The utility has gained 400,000 power customers in France since EDF lost its monopoly on household supply in July, 2007, the statement said. EDF has about 25 million customers.
``There was growth in the individual customer and wholesale markets but a downturn in the industrial customer market due to difficult price conditions,'' GDF Suez said. The company wants to gain as much as a fifth of the French power market by combining sales of gas and electricity supply.
French utilities' earnings are capped by regulated household power rates that are among the lowest in Europe. The Finance Ministry in August allowed regulated power rates for households and small businesses to rise by as much as 2 percent. Charges were allowed to climb 6 percent for mid-sized businesses and 8 percent for large consumers. Natural-gas tariffs were allowed to climb by an average of 5 percent.
Price Regulation
Gaz de France, which has 10 million household customers in France, said price regulation cost the company 179 million euros in lost revenue in the first half as supply costs increased. The government owns 36 percent of GDF Suez.

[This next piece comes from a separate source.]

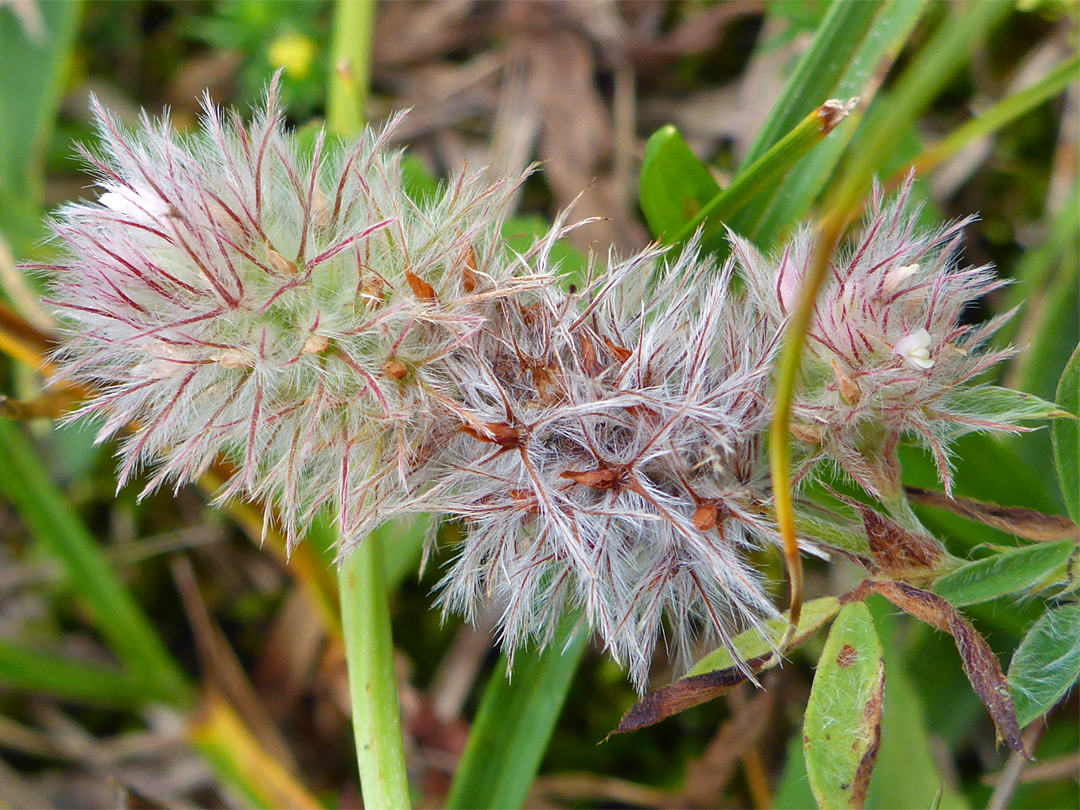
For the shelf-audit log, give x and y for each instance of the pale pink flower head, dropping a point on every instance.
(888, 352)
(239, 292)
(610, 462)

GDF Suez like-for-like revenue from exploration and production increased 58 percent to 1.39 billion euros due to a rise in oil prices and a 21 percent increase in production, the statement said. The company started pumping from new assets in the Netherlands and Norway and drilled six successful wells out of 11.
The company is seeking to double gas reserves to 1.5 billion barrels of oil equivalent from 2006 levels, mainly through external growth. It also aims to boost European gas- storage capacity by more than 35 percent by 2013.

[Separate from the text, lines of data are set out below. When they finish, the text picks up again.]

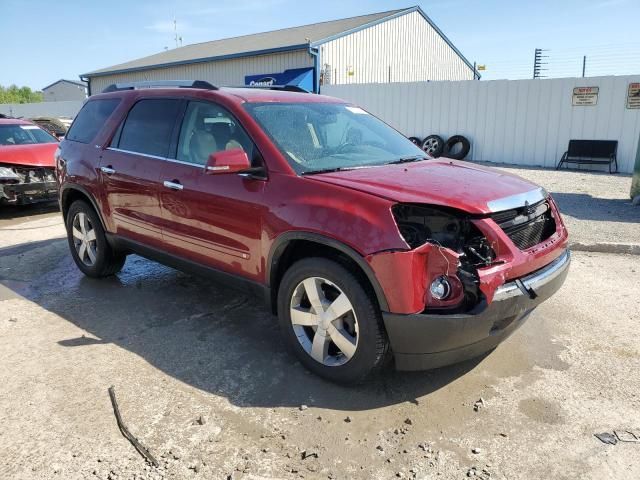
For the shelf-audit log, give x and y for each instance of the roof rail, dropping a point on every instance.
(115, 87)
(286, 88)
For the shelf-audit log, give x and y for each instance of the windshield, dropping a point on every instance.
(24, 135)
(316, 137)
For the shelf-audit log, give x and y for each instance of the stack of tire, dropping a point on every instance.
(456, 147)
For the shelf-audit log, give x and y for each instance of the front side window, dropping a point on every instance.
(149, 126)
(24, 135)
(208, 128)
(316, 137)
(90, 119)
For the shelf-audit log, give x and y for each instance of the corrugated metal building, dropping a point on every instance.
(394, 46)
(64, 91)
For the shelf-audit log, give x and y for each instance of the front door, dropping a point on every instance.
(212, 219)
(130, 169)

GDF Suez SA last month paid 1.1 billion euros for offshore fields and pipelines held by Nederlandse Aardolie Maatschappij BV, to become the largest oil and gas operator in the Dutch North Sea. On Sept. 2, it agreed to buy U.S. hydropower producer FirstLight Power Enterprises Inc. from Energy Capital Partners, making it the third-largest supplier to U.S. businesses.
GDF Suez backs the building of so-called third generation nuclear reactors along the lines of the Evolutionary Power Reactor, or EPR, developed by Areva SA. The company is also targeting the Middle East for nuclear energy and is bidding to build a plant in Abu Dhabi with Areva and Total SA.